UK architects are likely to face increasing competition from Indian firms as clients look to the subcontinent for cheaper professional services, write Joey Gardiner and David Matthews

Benoy chairman Graham Cartledge, speaking on his return from last week’s prime-ministerial trade mission to the subcontinent, said that the skills of Indian architects were rapidly improving, and that clients could start outsourcing “lower value or regularised” parts of their business to Indian architects.

The quality is increasing quickly. Very shortly, I can see them getting European jobs

Graham Cartledge, Benoy

Benoy, which is working on 40 projects in the country, already works with Indian architects who are employed by clients in the country as executive architects on buildings Benoy has designed. Retailer Tesco started using Indian QSs and architects for early project work last year.

Cartledge said: “The quality is increasing quickly.

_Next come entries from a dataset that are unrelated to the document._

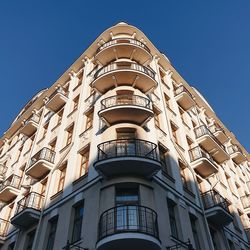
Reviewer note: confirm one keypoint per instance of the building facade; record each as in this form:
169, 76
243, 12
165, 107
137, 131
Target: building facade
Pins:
122, 153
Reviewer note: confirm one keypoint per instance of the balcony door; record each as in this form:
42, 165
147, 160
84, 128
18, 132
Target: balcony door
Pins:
127, 214
126, 144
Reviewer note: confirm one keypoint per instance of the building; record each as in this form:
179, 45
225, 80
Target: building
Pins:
122, 153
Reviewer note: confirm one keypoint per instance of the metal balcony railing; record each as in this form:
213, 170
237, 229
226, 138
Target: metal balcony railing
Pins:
14, 181
245, 200
120, 100
122, 66
58, 90
234, 149
34, 118
127, 148
181, 89
32, 200
215, 128
122, 41
3, 169
247, 231
128, 218
203, 130
44, 154
4, 227
197, 153
212, 199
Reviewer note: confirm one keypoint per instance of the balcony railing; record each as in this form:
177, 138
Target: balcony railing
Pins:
129, 218
197, 153
4, 227
3, 169
14, 182
127, 148
247, 231
34, 118
215, 128
44, 154
212, 198
181, 89
245, 200
32, 200
234, 149
122, 66
120, 100
203, 130
122, 41
58, 90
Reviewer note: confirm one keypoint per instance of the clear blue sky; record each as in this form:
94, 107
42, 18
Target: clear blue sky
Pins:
207, 41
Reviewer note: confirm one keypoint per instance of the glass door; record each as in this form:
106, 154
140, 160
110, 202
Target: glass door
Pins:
127, 214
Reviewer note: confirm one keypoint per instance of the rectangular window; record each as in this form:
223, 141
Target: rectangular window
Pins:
84, 166
184, 179
30, 240
62, 178
163, 154
59, 117
11, 246
127, 196
174, 129
193, 221
127, 212
77, 222
167, 100
52, 233
157, 120
53, 144
89, 121
69, 134
75, 103
172, 218
231, 245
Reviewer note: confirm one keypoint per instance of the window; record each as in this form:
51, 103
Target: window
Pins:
77, 222
172, 218
167, 100
69, 134
75, 103
163, 154
62, 177
45, 129
157, 118
59, 118
84, 162
30, 240
11, 246
193, 221
184, 178
52, 233
19, 153
126, 134
127, 196
53, 145
174, 129
127, 213
231, 245
214, 238
189, 141
89, 121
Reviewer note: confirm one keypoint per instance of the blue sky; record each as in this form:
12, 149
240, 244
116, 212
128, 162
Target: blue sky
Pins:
208, 42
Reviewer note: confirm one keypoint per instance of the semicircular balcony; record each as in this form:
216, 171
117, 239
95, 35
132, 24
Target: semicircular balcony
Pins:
126, 108
127, 156
128, 227
123, 48
124, 73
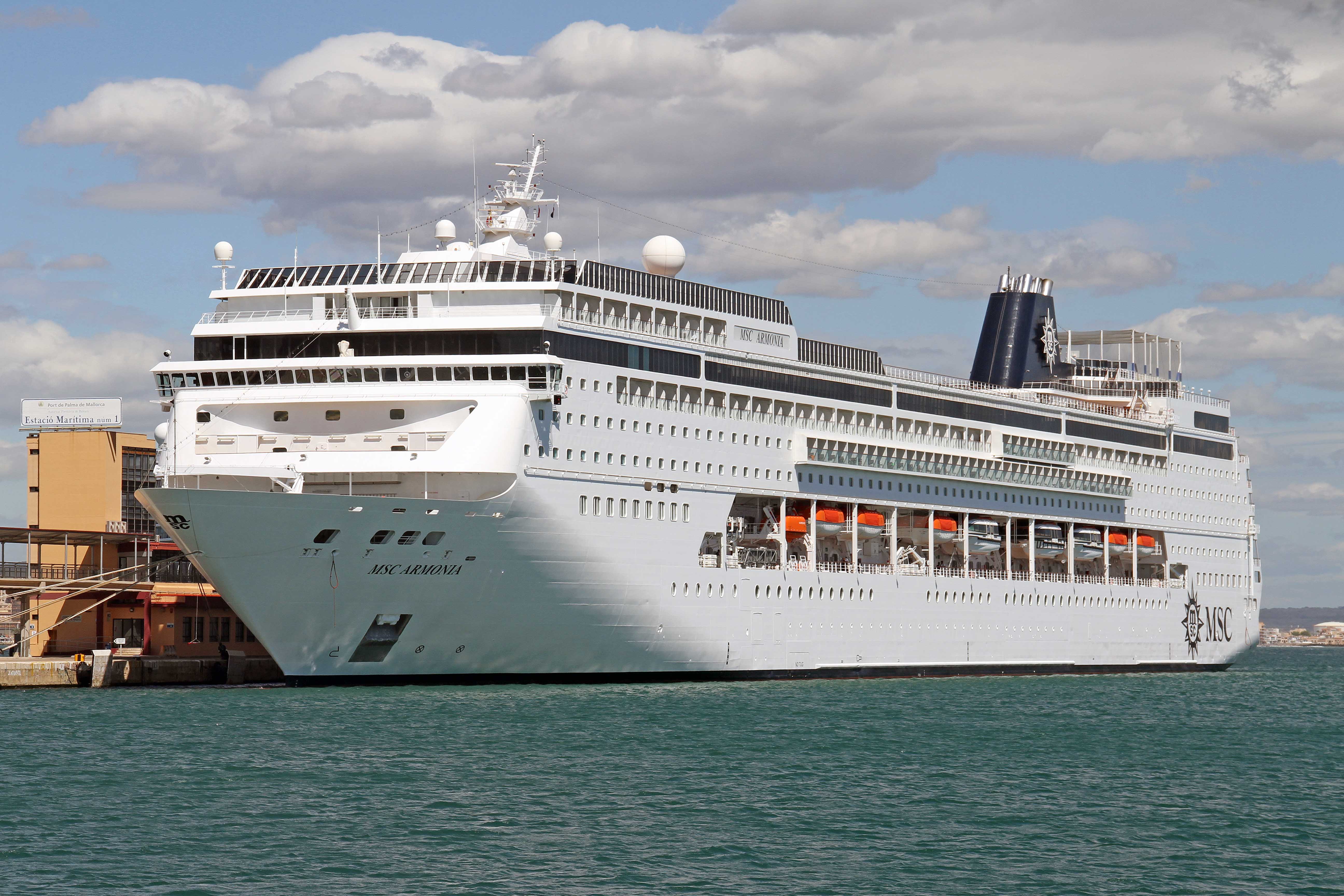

Very shortly, I can see the industry giving them European jobs, the bits that are lower value or regularised.”

However, Cartledge, who is on the UK India Business Council, said there were “vast” amounts of work for UK firms in what is now a “dynamic, forward-thinking economy”. According to analyst Global Construction Perspectives, India’s construction market is the world’s ninth largest, just above the UK, but has the second highest predicted growth over the next five years, at 9.6%.

Along with Balfour Beatty, Mott MacDonald and Arup, Cartledge was one of just four construction industry representatives on the trip. His company picked up three jobs with a fee value of £1.6m while in India. The firm may now try to import the skills learned from its Indian residential market to the UK.

Philip Dilley, chairman of Arup, said: “We see India as a very interesting market where rapid growth and urbanisation will continue to provide us with plenty of opportunities.”